Во все времена этот вид казни очень часто совершался публично. Русский писатель П. Боборыкин, вспоминая о казнях в Париже второй половины 19 века, пишет:

“Кто живал в Париже подолгу, как я, тот знает, что это было за отвращение: публичные казни, происходившие около тюрьмы “La Koquette”. Гаже, гнуснее этого нельзя было ничего и вообразить!

Тысячи народа, от светских виверов и первоклассных кокоток до отребья – сутенеров, уличных потаскушек, воров и беглых каторжников проводили всю ночь в окрестных кабачках, пьянствовали, пели похабные песни и с рассветом устремлялись к кордону солдат, окружавшему площадку, где высились “les bois de la justice” (виселицы – О.К.), как официально называют этот омерзительный аппарат.

Издали нельзя было хорошенько видеть, но вся эта масса чувствовала себя в восхищении только оттого, что она “была на казни”, так лихо и весело провела ночь в ожидании такого пленительного зрелища”.

После исполнения казни обычно около виселицы выставлялся часовой на сутки, т.к. в Германии существовало поверье, что веревка повешенного приносит в дом счастье, а во Фландрии – что рука повешенного может помочь стать невидимкой. Также часто преступника оставляли висеть в течении длительного времени – на устрашение другим. Так, З. Космодемьянская провисела в петле целый месяц. В современное время официальная технология повешения несколько иная.

Осужденного вешают на веревке, обвивающей шею; смерть наступает в результате давления веревки на тело под воздействием силы тяжести. Потеря сознания и смерть наступают в результате повреждения спинного мозга или (если это недостаточно для наступления смерти) вследствие асфиксии от сдавливания трахеи.

Виселица напоминает футбольные ворота, на верхней перекладине которых крепится железная цепь. К ее последнему звену присоединяют приспособление в виде замкнутой подковы, через которое протягивается и закрепляется один конец веревки. После последнего сигнала – оглашения приговора, который зачитывает комиссия, состоящая из начальника прокуратуры, священнослужителя и врача палач дергает специальную рукоятку, открывающую люк под ногами осужденного и он летит в 4-метровый колодец.
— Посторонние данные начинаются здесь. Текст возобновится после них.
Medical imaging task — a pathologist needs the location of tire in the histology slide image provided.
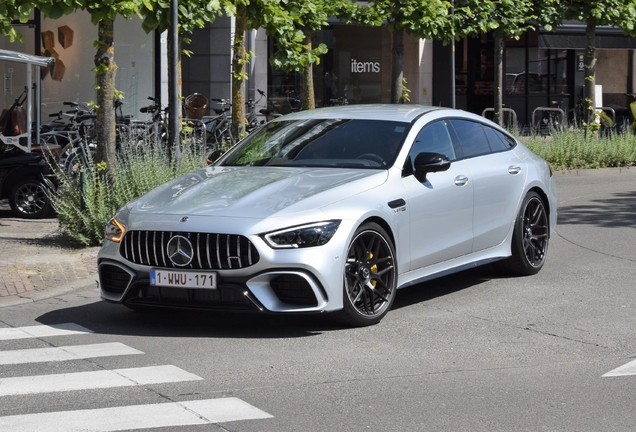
[336,223,397,327]
[9,177,52,219]
[502,192,550,276]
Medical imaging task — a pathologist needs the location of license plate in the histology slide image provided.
[150,269,216,289]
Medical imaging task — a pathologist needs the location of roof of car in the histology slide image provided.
[279,104,448,123]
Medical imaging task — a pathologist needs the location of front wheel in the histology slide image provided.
[9,177,52,219]
[502,192,550,276]
[337,223,397,327]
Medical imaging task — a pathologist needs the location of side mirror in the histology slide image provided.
[413,152,450,183]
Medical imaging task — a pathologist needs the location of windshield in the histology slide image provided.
[219,119,410,169]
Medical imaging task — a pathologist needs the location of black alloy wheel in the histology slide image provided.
[9,177,52,219]
[339,223,397,326]
[504,192,550,276]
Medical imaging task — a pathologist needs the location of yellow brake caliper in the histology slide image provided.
[367,252,378,288]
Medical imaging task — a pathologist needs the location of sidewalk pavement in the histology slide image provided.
[0,200,99,308]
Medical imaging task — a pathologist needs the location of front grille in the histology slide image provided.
[119,231,260,270]
[270,275,318,306]
[99,264,132,294]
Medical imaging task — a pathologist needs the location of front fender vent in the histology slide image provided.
[119,230,260,270]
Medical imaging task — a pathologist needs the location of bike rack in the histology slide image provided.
[0,49,55,153]
[481,108,519,128]
[532,107,565,131]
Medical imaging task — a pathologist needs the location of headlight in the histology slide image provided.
[263,220,340,249]
[104,218,126,243]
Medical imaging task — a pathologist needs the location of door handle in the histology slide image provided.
[455,176,468,186]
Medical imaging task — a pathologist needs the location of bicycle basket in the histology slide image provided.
[185,93,208,120]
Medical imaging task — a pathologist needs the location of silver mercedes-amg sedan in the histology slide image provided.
[98,105,557,326]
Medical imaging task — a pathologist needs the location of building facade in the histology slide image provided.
[0,12,636,130]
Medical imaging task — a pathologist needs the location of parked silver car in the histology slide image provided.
[98,105,557,326]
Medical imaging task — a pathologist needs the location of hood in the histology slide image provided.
[128,167,388,219]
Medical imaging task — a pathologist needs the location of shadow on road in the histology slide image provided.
[38,266,497,339]
[557,191,636,228]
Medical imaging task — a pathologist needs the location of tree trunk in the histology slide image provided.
[94,20,117,167]
[168,30,183,162]
[391,28,404,104]
[232,5,247,140]
[302,31,316,109]
[493,30,505,126]
[583,18,596,125]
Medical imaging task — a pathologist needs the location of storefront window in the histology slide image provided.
[268,25,391,110]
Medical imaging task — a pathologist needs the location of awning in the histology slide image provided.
[0,49,55,66]
[539,31,636,50]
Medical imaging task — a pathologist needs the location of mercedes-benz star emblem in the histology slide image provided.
[166,236,194,267]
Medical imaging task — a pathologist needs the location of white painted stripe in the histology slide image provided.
[0,365,203,396]
[0,342,143,365]
[0,323,93,340]
[603,360,636,377]
[0,398,273,432]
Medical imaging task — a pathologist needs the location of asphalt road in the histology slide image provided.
[0,168,636,432]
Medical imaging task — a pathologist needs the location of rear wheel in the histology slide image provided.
[502,192,549,276]
[337,223,397,326]
[9,177,52,219]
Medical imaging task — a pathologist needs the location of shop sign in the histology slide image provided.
[351,59,380,73]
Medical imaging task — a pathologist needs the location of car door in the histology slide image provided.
[451,119,527,252]
[402,120,473,270]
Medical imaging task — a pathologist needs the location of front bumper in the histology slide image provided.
[98,222,351,313]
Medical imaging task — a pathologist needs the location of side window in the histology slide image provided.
[409,120,457,168]
[483,126,512,152]
[450,120,490,158]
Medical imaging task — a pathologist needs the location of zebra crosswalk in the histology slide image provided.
[0,323,273,432]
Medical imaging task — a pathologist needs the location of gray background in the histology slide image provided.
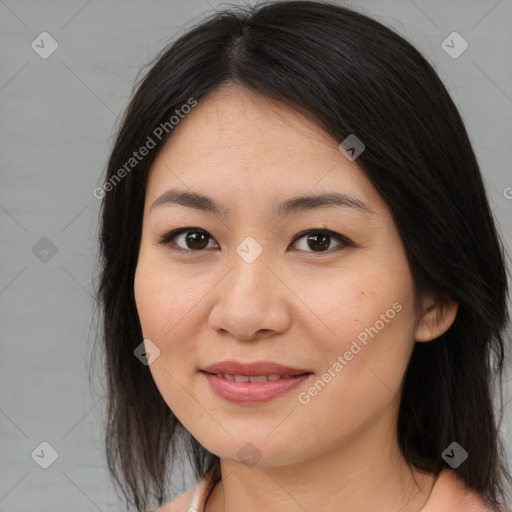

Эта технология была разработана в 1949-1953 гг. Королевской комиссией по смертной казни в Великобритании. В соответствии с рекомендациями комиссии после того, как на шею осужденного надета петля, у него под ногами открывается люк. При этом длина веревки (и соответственно длина падения) подбирается с учетом роста и веса осужденного – чтобы добиться разрыва спинного мозга, но без отрыва головы. В тюрьмах, где проводится повешение, есть специальные таблицы, рекомендующие длину веревки, а, соответственно, и высоту падения приговоренного, исходя из его роста и веса. Веревки с медной сердцевиной для уменьшения ее упругости поставлялись в разные страны в основном из Великобритании, пока там не была отменена смертная казнь.

В настоящее время тариф оплаты за одного повешенного – как правило около 20 долларов США. Сохранился любопытный документ о расходах по проведению казни в России в 1880 году:

По поводу приведенного в исполнения приговора Санкт-Петербургского военного окружного Суда над государственными преступниками Квятковским и Пресняковым представилось необходимым произвести следующие расходы:

На устройство эшафота и разборка онаго 205 руб. 30 коп

На погребение тел казненных 44 руб. 90 коп

На отправление в Москву заплечного мастера и на вознаграждение ему 81 руб.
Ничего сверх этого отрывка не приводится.